After being admitted to Bellevue Hospital then sneaking out and overdosing, he was eventually admitted to a drug and alcohol rehabilitation center where he stayed for two years.

"Have I ever thought about going back and doing drugs?" repeated Robinson of one student's question. "I've had the thought — but I don't make that choice."

Robinson explained after his rehabilitation he realized it was a miracle he was still alive, and wanted to make sure youths were aware that they control their future.

"I'm pleading with you, keep it real, speak your truth," said Robinson. "Don't do like I did ... I deferred things — I hid."

Sheila Colbert, HHS assistant principal and 9th grade advisor, said she thinks Robinson's technique of being brutally honest and being in their face appeals to students.

"He had the point of view of students," said Colbert. "He relates, as opposed to just another adult speaking to them — he's speaks to them, not at them."
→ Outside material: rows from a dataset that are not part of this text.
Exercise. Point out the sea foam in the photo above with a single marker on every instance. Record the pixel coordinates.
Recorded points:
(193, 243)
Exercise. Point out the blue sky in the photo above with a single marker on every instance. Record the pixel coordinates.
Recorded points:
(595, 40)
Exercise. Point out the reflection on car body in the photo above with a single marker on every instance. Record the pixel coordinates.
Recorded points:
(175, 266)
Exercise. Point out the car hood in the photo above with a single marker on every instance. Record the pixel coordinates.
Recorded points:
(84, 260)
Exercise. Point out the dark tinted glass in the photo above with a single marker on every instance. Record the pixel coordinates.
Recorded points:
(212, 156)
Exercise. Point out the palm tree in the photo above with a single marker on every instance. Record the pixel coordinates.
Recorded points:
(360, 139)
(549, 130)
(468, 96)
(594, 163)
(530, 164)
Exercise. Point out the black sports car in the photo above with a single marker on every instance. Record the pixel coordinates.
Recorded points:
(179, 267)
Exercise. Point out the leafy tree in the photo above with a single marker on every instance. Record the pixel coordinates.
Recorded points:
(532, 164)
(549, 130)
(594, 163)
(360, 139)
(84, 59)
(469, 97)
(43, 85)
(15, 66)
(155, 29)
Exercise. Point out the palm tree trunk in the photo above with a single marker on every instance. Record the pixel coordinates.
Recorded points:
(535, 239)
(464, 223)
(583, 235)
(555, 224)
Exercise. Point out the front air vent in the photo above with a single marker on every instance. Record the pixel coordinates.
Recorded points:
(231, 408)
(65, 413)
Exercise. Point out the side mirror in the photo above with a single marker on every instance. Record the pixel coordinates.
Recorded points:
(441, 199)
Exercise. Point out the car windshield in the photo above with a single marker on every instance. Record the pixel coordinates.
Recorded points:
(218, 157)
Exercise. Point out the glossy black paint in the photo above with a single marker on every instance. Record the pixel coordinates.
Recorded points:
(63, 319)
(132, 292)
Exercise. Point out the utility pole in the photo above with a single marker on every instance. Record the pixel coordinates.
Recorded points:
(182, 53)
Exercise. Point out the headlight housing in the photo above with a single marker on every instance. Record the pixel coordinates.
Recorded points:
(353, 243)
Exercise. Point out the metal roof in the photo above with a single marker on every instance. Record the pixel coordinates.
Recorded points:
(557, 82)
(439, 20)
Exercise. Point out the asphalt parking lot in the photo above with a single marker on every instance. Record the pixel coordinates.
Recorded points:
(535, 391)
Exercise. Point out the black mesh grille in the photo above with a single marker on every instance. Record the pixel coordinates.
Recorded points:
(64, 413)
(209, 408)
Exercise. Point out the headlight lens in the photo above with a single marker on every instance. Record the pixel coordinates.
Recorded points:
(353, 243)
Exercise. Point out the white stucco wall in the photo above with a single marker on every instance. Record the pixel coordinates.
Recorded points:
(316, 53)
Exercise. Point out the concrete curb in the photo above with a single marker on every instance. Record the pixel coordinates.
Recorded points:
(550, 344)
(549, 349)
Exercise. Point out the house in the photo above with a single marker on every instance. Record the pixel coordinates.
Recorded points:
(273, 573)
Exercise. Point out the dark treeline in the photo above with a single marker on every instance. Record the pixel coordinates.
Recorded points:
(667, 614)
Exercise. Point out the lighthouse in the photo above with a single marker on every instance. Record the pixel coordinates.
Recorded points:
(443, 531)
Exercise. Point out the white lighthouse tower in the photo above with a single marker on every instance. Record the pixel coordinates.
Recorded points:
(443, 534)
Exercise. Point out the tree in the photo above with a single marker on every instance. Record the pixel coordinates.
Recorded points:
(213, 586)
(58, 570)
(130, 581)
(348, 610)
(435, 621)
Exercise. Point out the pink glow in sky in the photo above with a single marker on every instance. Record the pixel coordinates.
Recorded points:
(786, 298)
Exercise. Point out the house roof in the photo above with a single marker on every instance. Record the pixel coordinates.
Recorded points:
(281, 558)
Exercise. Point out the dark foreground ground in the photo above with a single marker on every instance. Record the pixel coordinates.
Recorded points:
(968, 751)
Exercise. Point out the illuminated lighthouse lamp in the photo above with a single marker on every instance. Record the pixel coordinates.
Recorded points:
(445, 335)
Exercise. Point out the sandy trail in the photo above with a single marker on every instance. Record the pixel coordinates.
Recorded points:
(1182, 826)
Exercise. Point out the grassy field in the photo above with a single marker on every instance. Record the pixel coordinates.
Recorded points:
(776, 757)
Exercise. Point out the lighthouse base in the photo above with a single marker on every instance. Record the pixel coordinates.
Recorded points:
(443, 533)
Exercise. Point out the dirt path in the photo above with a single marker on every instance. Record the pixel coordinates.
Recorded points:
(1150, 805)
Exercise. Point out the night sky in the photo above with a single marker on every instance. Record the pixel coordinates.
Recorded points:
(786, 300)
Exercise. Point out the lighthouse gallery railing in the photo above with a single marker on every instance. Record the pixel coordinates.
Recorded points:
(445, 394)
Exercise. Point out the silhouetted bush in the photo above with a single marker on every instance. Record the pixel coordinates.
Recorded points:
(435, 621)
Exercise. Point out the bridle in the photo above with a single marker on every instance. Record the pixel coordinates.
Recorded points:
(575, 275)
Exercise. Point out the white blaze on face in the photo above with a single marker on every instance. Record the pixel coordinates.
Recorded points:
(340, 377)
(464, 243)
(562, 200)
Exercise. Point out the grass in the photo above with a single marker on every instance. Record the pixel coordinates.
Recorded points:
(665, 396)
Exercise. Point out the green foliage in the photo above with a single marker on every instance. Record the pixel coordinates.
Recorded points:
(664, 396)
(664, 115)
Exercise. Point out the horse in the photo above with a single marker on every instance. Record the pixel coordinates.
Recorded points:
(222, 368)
Colbert said Robinson hits the issues that if students are not facing them now, some day soon they will.

"Students and young people today, they're exposed to so many temptations," she said.

AFTER THE PRESENTATION Robinson met with the students in smaller groups throughout the day, speaking on a more personal level about the problems high school students face.

"The bottom line is, young people are still yearning for some kind of connection," said Robinson.

Although this was his first presentation at HHS, Lombardozzi said drug and alcohol abuse awareness is an important topic and after surveying his effectiveness, they could ask Robinson to return.

Until then, Robinson hopes his message will stick with the freshmen as life hits them with conflicts and challenges.

"Listen young people, you got stress? Good. You feel isolated, alone, scared? Good. You know why? Life's like that, " said Robinson in his presentation. "Life's a journey you need to feel, you to need to experience."